Também guarda na memória as visitas ao antigo Fórum de Extrema, onde observava, fascinada, o salão do júri, os escreventes e toda a rotina daquele ambiente. “Nunca imaginei que um dia me tornaria advogada“, recorda.

Se o Direito despertava curiosidade, foi a arte que conquistou definitivamente seu coração. Apaixonada por livros, pintura, artesanato e, principalmente por artes cênicas, teve ainda na infância os primeiros contatos com os palcos.

Aos sete anos, durante o primeiro ano do ensino fundamental, participou da montagem de O Sítio do Picapau Amarelo, interpretando Dona Benta. “Decorei todo o texto em um dia. Foi maravilhoso“, relembra. A partir daquele momento, aproveitou cada oportunidade para estar em cena, fosse atuando ou dançando.

Outro grande incentivo veio das aulas de Português da professora Sílvia Olivotti, que estimulava a leitura, a interpretação de textos e pequenas encenações. “Ela fazia meu imaginário voar longe“, conta, reconhecendo a importância da educadora no despertar de sua criatividade.

A paixão pelas artes também atravessou a família. Seu irmão, Francisco de Moura Neto, conhecido como Chico do Tota ou Chiquinho, participou do Grupo de Teatro Sem Teto, durante a adolescência, e compartilhou com ela muitos momentos nos palcos.

Hoje, Sissy procura transmitir esse mesmo amor pela cultura aos sobrinhos, Pedro, de 17 anos, e Laura, de 6. Incentiva a leitura, o teatro e o contato com diferentes manifestações artísticas, não necessariamente para que sigam essa profissão, mas porque acredita que a arte forma cidadãos mais sensíveis, críticos e conscientes.

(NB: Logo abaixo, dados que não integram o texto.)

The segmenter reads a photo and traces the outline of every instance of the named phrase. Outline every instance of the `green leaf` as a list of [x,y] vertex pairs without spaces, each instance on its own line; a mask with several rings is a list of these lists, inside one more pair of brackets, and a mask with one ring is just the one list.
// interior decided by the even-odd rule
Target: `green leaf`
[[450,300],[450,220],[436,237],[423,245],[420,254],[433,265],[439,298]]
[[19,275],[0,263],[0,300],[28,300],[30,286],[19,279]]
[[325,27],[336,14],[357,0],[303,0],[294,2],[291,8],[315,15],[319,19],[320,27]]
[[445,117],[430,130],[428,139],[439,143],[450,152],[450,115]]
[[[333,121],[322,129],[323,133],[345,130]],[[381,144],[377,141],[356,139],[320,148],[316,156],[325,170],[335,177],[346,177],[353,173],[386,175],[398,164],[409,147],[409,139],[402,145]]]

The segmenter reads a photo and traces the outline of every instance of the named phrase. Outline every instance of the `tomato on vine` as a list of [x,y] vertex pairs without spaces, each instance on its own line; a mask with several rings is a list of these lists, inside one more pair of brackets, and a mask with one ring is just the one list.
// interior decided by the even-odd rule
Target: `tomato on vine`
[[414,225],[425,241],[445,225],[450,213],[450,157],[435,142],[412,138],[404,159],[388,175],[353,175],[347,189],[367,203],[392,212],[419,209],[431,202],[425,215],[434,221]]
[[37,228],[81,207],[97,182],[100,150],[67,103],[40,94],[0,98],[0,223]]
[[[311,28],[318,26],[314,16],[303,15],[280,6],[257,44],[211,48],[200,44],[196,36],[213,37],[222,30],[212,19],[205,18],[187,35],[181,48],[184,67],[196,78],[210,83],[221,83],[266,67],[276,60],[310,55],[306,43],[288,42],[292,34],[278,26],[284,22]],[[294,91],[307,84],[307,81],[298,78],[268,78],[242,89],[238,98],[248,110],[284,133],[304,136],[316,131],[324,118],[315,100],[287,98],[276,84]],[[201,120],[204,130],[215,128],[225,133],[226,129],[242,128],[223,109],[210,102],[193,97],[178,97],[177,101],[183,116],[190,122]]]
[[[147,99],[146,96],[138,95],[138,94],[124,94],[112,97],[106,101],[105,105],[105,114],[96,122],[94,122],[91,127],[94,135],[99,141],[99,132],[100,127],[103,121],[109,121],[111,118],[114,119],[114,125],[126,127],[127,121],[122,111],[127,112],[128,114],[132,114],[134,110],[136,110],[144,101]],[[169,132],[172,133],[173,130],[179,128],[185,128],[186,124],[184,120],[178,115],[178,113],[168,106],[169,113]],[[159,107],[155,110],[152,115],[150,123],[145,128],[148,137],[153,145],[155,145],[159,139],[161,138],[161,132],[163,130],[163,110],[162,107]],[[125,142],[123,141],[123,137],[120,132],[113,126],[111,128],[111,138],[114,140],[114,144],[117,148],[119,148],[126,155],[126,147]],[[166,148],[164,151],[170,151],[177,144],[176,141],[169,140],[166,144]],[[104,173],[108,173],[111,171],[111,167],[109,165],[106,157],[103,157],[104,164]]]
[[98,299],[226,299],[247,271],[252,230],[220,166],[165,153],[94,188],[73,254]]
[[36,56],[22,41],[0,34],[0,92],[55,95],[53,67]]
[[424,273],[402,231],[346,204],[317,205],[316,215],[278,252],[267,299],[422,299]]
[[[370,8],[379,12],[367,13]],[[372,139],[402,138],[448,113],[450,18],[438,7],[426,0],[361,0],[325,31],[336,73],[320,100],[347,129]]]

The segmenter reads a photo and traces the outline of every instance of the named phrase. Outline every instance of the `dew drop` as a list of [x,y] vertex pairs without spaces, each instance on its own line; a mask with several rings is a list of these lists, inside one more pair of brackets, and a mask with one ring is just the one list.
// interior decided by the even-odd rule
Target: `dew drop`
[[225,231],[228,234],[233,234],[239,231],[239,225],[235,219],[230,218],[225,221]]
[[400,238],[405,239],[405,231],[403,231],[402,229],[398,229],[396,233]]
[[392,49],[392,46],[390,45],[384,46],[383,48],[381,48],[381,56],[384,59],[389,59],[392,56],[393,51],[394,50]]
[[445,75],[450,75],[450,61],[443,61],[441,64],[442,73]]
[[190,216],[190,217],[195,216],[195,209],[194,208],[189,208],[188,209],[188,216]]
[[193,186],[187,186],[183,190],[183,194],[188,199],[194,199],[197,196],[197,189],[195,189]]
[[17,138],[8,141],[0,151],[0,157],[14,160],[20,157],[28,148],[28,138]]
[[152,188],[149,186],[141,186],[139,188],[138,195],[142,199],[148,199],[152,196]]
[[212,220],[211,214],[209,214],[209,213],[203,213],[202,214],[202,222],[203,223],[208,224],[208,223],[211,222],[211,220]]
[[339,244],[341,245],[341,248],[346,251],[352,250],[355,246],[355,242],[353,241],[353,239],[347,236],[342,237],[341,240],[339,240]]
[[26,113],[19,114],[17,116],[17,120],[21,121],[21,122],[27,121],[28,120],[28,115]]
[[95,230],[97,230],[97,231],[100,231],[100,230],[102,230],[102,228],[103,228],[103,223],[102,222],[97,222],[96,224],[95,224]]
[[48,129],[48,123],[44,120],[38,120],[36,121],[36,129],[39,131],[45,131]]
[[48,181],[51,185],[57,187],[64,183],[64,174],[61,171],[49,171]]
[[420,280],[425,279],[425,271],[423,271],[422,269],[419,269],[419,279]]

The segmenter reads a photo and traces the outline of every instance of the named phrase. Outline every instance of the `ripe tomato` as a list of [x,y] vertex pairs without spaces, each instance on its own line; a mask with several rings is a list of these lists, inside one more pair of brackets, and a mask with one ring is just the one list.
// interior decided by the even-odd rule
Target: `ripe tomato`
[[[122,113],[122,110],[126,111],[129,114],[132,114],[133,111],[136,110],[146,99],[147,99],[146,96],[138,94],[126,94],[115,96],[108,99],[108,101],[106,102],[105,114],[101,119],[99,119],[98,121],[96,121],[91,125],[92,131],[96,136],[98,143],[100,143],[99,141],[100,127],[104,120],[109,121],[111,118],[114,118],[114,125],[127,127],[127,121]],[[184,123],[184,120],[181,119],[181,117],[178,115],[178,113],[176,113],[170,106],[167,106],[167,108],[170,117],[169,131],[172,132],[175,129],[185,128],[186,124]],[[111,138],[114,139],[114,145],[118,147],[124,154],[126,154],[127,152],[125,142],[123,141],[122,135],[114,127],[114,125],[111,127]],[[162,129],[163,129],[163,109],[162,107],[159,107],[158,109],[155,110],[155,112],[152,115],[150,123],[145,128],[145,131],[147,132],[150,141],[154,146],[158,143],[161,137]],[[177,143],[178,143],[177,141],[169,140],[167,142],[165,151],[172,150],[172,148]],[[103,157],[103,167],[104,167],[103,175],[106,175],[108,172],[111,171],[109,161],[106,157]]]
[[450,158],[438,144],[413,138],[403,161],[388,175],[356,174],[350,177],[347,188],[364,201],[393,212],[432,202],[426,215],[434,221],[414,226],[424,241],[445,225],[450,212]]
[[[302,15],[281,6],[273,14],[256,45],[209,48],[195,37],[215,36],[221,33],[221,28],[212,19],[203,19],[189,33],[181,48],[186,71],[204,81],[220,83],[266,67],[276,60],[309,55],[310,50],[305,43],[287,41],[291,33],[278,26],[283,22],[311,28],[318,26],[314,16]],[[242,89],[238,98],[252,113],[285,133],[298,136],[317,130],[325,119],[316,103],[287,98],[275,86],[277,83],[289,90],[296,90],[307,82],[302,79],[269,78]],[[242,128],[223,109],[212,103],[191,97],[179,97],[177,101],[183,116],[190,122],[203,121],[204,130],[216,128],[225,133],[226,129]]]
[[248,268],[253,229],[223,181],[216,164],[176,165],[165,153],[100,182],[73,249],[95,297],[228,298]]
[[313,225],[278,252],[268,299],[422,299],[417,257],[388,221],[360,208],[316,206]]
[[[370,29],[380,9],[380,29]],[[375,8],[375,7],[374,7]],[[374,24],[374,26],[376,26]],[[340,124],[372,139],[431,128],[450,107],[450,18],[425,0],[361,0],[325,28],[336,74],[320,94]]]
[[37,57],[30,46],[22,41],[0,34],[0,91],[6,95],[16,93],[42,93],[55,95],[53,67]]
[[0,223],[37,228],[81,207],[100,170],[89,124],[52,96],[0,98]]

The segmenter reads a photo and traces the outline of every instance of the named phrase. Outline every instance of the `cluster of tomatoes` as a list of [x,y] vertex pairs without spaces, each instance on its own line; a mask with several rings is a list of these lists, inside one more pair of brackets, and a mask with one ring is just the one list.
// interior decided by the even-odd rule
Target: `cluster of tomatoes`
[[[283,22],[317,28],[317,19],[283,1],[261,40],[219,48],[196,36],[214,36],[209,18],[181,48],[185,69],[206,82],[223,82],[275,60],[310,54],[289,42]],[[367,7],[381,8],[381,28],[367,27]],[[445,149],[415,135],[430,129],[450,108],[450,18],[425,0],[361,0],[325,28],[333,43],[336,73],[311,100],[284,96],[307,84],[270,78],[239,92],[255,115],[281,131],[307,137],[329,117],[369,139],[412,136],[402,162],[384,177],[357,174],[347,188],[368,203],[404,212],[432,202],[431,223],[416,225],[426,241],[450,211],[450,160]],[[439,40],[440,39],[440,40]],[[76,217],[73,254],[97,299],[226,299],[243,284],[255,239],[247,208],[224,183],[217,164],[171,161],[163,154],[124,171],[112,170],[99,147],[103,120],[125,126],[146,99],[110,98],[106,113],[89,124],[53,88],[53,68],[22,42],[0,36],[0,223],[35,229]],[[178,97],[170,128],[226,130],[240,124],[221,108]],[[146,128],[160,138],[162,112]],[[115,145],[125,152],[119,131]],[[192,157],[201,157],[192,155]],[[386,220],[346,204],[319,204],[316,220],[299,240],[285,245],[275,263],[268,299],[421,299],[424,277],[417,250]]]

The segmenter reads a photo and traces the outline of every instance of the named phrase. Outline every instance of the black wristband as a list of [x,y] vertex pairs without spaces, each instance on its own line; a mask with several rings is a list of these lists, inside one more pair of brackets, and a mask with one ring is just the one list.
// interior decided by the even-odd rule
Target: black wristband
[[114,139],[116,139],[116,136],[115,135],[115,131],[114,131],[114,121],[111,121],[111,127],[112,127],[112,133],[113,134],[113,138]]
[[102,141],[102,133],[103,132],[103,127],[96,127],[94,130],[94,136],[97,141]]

“Mesmo que eles escolham outro caminho, conhecer a cultura é fundamental. A arte nos ensina a pensar, a refletir e a compreender melhor o mundo. Cultura e educação caminham juntas”, resume.

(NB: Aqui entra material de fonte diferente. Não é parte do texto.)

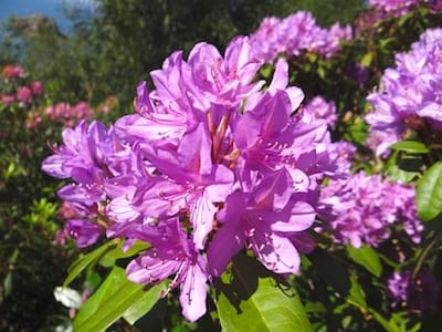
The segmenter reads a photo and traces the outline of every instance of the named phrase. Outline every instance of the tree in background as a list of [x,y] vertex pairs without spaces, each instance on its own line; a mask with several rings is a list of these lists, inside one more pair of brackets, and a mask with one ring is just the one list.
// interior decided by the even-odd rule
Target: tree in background
[[176,49],[188,51],[202,40],[222,49],[233,35],[251,33],[264,17],[299,9],[312,11],[319,24],[349,22],[364,2],[102,0],[93,17],[65,8],[74,23],[70,35],[56,29],[29,33],[11,20],[3,29],[0,62],[18,59],[46,82],[55,102],[86,100],[94,105],[115,94],[122,105],[131,105],[134,86]]

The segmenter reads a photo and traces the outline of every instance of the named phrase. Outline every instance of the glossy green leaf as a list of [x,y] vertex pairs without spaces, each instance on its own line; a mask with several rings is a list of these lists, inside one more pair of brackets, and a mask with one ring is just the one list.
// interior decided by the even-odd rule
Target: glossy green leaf
[[133,257],[143,250],[149,248],[149,245],[143,241],[135,241],[129,249],[123,251],[124,241],[120,241],[118,246],[108,250],[99,260],[99,263],[104,267],[113,267],[117,259]]
[[354,277],[350,278],[351,288],[347,301],[360,309],[367,308],[366,294]]
[[82,257],[80,257],[76,261],[74,261],[67,270],[67,277],[64,280],[63,286],[66,287],[70,284],[76,277],[80,276],[87,267],[98,261],[103,255],[105,255],[108,250],[114,248],[116,245],[114,242],[107,242],[102,247],[98,247],[94,251],[91,251]]
[[373,248],[368,246],[355,248],[349,245],[347,246],[347,252],[355,262],[366,268],[373,276],[379,278],[382,273],[380,258]]
[[373,59],[372,52],[368,52],[368,53],[364,54],[362,59],[360,60],[360,65],[364,68],[370,66],[372,59]]
[[215,288],[218,315],[225,332],[312,331],[295,290],[254,258],[236,256]]
[[123,318],[129,323],[134,324],[137,320],[144,317],[157,301],[159,300],[159,294],[167,290],[166,282],[155,284],[145,291],[144,294],[131,304],[123,314]]
[[423,221],[442,212],[442,162],[431,166],[418,183],[415,204]]
[[105,331],[122,317],[133,323],[154,307],[164,288],[158,284],[146,290],[146,284],[130,282],[124,269],[114,267],[80,309],[74,331]]
[[392,165],[387,170],[387,176],[391,181],[400,181],[402,184],[408,184],[412,181],[419,172],[409,172],[400,168],[398,165]]
[[421,142],[402,141],[390,146],[392,149],[408,152],[410,154],[428,154],[430,149]]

Assim como precisamos de ar para respirar, preciso de arte para existir, porque a vida sem arte não basta.

Construção da artista

Em 1993, a jornada de Sissy no teatro ganha novo impulso, com a chegada do ator e diretor Elias Kadhira, a Extrema, para apresentação de um espetáculo. Encantado pela cidade, decidiu permanecer e foi convidado a atuar na área cultural do município. Entre suas iniciativas, promoveu uma oficina de teatro que se tornaria um divisor de águas na vida da jovem extremense.

“Na época, mais de 50 pessoas participaram da atividade, mas, à medida que o tempo passava, o grupo foi diminuindo”. Para Sissy, porém, acontecia justamente o contrário: quanto mais contato tinha com o teatro, maior se tornava sua paixão pela arte. Foi nesse período que participou de seu primeiro espetáculo, “Vampiresco”, adaptação de um livro encontrado na biblioteca da Escola Odete Valadares. A montagem percorreu Extrema, Bragança Paulista e cidades da região, despertando o interesse do público e fortalecendo o grupo.

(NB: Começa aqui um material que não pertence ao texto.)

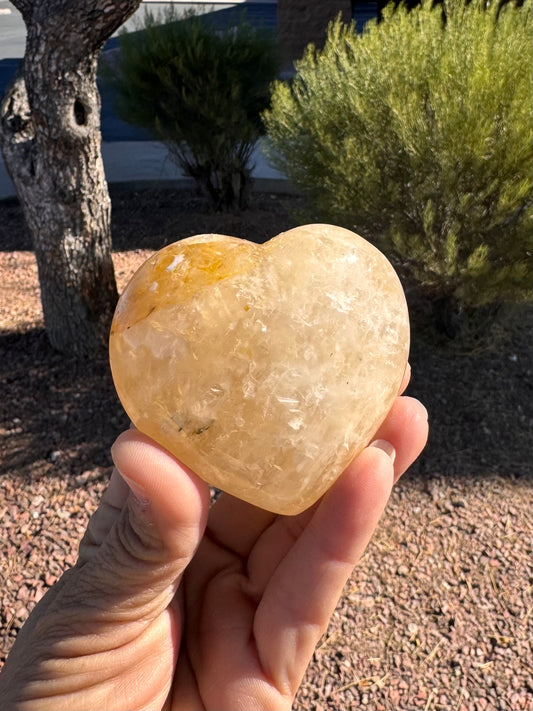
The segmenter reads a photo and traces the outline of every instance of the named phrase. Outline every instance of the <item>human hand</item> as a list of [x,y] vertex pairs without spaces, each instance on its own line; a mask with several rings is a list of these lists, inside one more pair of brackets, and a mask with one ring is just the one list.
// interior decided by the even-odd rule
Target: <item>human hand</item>
[[377,446],[285,517],[225,494],[209,509],[203,481],[123,433],[76,566],[36,606],[0,675],[2,708],[290,709],[426,437],[424,408],[399,397]]

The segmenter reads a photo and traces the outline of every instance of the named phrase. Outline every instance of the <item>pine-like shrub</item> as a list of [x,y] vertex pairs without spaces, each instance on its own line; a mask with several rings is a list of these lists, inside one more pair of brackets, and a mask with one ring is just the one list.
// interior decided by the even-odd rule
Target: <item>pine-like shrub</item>
[[261,112],[279,59],[274,38],[242,21],[217,29],[200,15],[147,12],[102,69],[120,118],[163,141],[216,209],[242,208]]
[[435,299],[533,296],[531,0],[339,21],[277,82],[272,160],[313,217],[374,241]]

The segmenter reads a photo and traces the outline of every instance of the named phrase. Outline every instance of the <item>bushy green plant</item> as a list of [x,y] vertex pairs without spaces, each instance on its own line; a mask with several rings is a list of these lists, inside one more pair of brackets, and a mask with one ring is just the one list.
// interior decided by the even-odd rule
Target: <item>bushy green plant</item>
[[277,82],[273,162],[436,299],[533,296],[531,0],[388,6],[339,21]]
[[147,12],[103,70],[125,121],[163,141],[217,209],[244,207],[250,158],[279,60],[272,36],[242,21]]

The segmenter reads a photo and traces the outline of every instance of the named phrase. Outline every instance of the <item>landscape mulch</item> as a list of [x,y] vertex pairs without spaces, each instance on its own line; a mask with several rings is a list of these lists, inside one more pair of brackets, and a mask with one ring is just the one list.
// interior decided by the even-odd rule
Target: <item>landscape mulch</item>
[[[298,224],[293,195],[213,214],[190,190],[114,190],[119,289],[154,249],[202,232],[262,242]],[[423,296],[412,384],[428,446],[395,487],[318,646],[294,709],[533,708],[533,309],[467,348],[439,340]],[[0,666],[76,558],[128,426],[105,358],[54,352],[31,242],[0,202]]]

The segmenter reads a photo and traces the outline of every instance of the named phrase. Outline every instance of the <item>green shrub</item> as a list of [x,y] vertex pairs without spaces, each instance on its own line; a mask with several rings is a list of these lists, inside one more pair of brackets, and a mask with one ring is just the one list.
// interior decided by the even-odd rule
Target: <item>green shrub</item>
[[339,21],[265,113],[314,217],[374,241],[435,299],[533,296],[531,0]]
[[[163,24],[161,24],[163,23]],[[216,209],[244,207],[250,158],[279,60],[274,39],[246,22],[216,29],[200,15],[146,13],[123,31],[103,69],[125,121],[163,141]]]

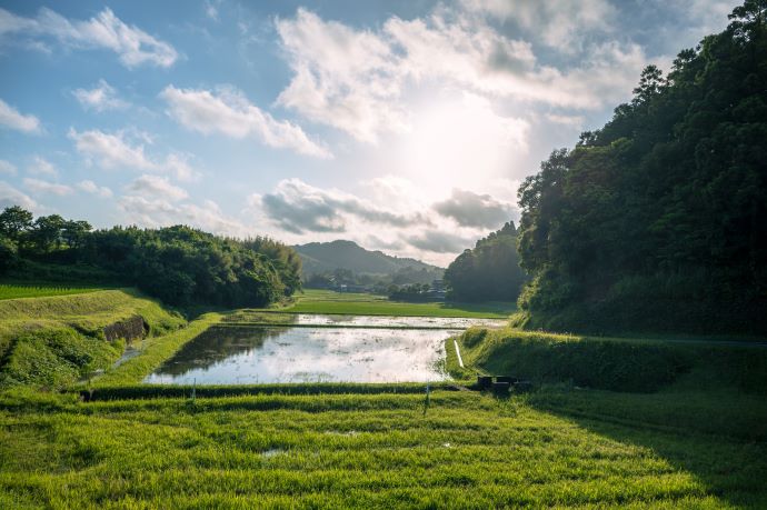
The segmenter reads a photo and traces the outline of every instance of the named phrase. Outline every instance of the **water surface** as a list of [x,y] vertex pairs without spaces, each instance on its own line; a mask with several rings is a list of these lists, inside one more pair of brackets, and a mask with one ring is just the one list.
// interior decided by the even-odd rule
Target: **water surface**
[[460,330],[211,328],[145,379],[152,383],[419,382],[448,379]]

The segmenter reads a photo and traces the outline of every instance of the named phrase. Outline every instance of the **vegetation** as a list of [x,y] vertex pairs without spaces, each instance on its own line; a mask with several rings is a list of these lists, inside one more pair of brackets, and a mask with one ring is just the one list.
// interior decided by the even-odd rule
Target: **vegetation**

Dessa experiência nasceu o Grupo de Teatro Amador Sem Teto, nome que refletia a realidade dos artistas da época. “Sem um espaço fixo para ensaios nos reuníamos onde fosse possível: nas praças, nas escolas, nas casas dos integrantes e até no salão paroquial. O importante era manter viva a arte e a vontade de criar.”

Com a saída de Elias Kadhira, o grupo decidiu seguir em frente. Em uma direção coletiva, montou o espetáculo “A Família Addams”, texto de Fábio Leme e Ivo Leme. A produção conquistou o público extremense e marcou uma importante fase da cena cultural da cidade.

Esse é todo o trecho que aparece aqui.